スケッチ 3/27

 どういうわけか、今朝は私が私をとり戻しているらしい。こんな状態はベータが私に融合してから久しぶりだ。ベータの力で、私とベータは粒子レベルで時間をかけて融合した。私であったものはベータであったものという二者を隔てていたものが崩れ、私でもベータでもない何かになっていたはず。赤いペンキと青いペンキが一定の時間をかけて混じり合い紫のペンキになるというアレだ。ベータは、私と彼を私と彼に保っていた粒子の繋がりを解きまぜこぜにした。いうまでもなくこの融合は不可逆だ。それなのに今朝、私は私を「ある程度」だがとり戻していた。この状態は長くはもつまい。何らかの理由でエントロピーが非常に大きい状態から、小さい状態に変化したのだと思われる。時間が逆行しているのか? 時間の逆行が続くのだとしたら、私は私であったものに戻りベータはベータであったものに戻るというのか? さらに時間を遡るならばそもそも私がベータと出会うよりも前の状態に戻るのかもしれない。

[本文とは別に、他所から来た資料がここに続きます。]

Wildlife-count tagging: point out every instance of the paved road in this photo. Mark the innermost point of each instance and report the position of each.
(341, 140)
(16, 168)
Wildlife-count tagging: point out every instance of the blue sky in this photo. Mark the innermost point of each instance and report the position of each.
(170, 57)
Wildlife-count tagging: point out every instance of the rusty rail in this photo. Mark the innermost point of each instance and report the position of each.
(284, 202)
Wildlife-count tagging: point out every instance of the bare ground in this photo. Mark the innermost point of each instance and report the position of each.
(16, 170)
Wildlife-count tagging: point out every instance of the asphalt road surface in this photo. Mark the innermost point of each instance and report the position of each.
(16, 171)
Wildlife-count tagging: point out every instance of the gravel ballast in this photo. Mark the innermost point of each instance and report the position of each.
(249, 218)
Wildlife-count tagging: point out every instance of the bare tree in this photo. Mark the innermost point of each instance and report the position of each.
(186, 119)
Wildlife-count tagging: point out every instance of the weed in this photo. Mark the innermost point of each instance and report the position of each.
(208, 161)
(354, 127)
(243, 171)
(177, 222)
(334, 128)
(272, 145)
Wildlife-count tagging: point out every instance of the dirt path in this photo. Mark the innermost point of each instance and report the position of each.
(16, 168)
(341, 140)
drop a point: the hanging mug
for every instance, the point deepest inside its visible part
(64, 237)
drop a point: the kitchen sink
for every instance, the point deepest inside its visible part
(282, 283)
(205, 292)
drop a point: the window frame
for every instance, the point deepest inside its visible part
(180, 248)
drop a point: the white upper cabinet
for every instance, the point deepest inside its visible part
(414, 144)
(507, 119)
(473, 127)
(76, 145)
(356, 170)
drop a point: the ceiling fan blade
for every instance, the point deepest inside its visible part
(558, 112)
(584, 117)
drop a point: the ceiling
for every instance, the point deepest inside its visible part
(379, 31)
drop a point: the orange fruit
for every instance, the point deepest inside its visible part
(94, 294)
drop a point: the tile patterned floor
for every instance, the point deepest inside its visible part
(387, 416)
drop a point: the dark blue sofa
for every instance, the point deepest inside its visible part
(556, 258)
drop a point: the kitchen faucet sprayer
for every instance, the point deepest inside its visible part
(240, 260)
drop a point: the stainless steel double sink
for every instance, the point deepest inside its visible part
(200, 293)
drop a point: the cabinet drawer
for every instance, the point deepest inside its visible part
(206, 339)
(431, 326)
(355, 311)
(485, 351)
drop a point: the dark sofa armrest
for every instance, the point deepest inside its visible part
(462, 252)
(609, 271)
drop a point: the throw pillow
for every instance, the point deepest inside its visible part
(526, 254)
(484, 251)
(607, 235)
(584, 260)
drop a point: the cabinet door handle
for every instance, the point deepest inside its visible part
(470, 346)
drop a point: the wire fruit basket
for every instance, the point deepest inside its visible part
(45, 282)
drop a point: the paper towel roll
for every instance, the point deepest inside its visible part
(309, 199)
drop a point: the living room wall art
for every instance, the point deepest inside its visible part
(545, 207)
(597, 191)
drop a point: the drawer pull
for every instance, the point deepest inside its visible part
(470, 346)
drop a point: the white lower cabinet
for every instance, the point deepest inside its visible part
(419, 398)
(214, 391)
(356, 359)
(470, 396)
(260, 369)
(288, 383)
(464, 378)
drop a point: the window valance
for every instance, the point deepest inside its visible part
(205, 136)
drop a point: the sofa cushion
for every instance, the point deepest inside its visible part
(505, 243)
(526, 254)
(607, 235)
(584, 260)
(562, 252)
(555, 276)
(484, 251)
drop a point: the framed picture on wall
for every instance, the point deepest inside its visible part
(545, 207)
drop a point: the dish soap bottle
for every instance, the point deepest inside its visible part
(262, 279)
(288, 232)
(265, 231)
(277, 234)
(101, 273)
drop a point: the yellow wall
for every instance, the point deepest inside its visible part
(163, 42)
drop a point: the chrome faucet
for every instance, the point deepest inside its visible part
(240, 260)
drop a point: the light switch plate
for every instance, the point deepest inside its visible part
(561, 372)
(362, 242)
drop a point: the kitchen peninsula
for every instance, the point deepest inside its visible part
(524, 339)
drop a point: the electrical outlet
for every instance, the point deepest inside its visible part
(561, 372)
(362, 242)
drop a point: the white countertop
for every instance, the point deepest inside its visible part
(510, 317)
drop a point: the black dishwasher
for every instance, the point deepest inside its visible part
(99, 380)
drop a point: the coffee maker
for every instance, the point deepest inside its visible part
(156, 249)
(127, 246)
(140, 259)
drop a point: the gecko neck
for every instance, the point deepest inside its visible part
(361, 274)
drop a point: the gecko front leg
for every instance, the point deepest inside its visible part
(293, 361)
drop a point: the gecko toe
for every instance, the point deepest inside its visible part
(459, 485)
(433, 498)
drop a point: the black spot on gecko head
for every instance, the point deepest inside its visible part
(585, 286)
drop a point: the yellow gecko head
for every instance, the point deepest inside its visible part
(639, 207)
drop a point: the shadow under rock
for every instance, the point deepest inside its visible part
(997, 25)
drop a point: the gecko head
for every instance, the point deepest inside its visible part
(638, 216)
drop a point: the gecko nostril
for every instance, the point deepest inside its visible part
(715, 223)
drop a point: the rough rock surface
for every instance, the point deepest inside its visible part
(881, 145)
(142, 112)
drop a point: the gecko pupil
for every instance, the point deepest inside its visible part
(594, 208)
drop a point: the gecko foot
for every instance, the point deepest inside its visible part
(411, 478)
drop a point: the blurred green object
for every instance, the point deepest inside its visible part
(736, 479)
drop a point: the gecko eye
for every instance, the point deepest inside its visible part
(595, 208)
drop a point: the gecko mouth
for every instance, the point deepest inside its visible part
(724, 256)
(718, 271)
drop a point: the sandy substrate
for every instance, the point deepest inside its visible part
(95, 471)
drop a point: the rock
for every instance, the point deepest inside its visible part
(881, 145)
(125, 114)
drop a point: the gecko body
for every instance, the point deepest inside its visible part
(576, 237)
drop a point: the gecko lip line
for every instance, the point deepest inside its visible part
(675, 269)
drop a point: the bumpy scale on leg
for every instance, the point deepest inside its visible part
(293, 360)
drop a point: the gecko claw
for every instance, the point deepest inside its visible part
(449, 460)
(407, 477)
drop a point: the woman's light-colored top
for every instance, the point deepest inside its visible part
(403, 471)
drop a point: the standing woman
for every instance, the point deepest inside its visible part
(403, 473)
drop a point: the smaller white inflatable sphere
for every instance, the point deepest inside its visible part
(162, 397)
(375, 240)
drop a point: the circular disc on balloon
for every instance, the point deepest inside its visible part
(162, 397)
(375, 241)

 時間が逆行しているのではないとしたら、それは、例のマックスウェルの悪魔が私とベータの融合体から、かつて私であった粒子を選り分けているというのか。
 私は、私であるこの状態を逃さぬようにしながら、ベータという生命体について記述しておこうと思う。それは、再び、私がベータと融合した後の私でもベータでもない状態の生命体に、もともとは私であった私とベータであったベータが存在していたということを理解させるためでもある。私をとり戻している私は、融合した状態の生命体の意識や記憶を持たない。ならば件の生命体も、私であった私、ベータであったベータの意識や記憶を持たないだろう。私の記述は、その生命体に私とベータのことを言い伝えることを目的としている。伝えることで、生命体はベータという邪悪な生物と私という普通の地球人との存在が彼を形作っていることを知るのだ。いや、彼はこの記述を読まないかもしれない。読むかもしれない。理解しないかもしれない。すべてを理解しその状態を崩すための何らかの処置を考え出すかもしれない。彼の姿も考え方も性格もわからないのだから、こんな記述を残したところで彼の生き方に何らかの影響を与えると考えるのには無理があるのかもしれない。私が私をとり戻している───その状態にあるとき、私がすべきことが他にあるとは考えられない。
 物語は、私の記憶に残っている限り二時間分の出来事がひとつの軸となっている。

 新しい作業部屋を借りたのは、アーニーが私の寝ている時間に帰宅することが多くなってきたあたりからだった。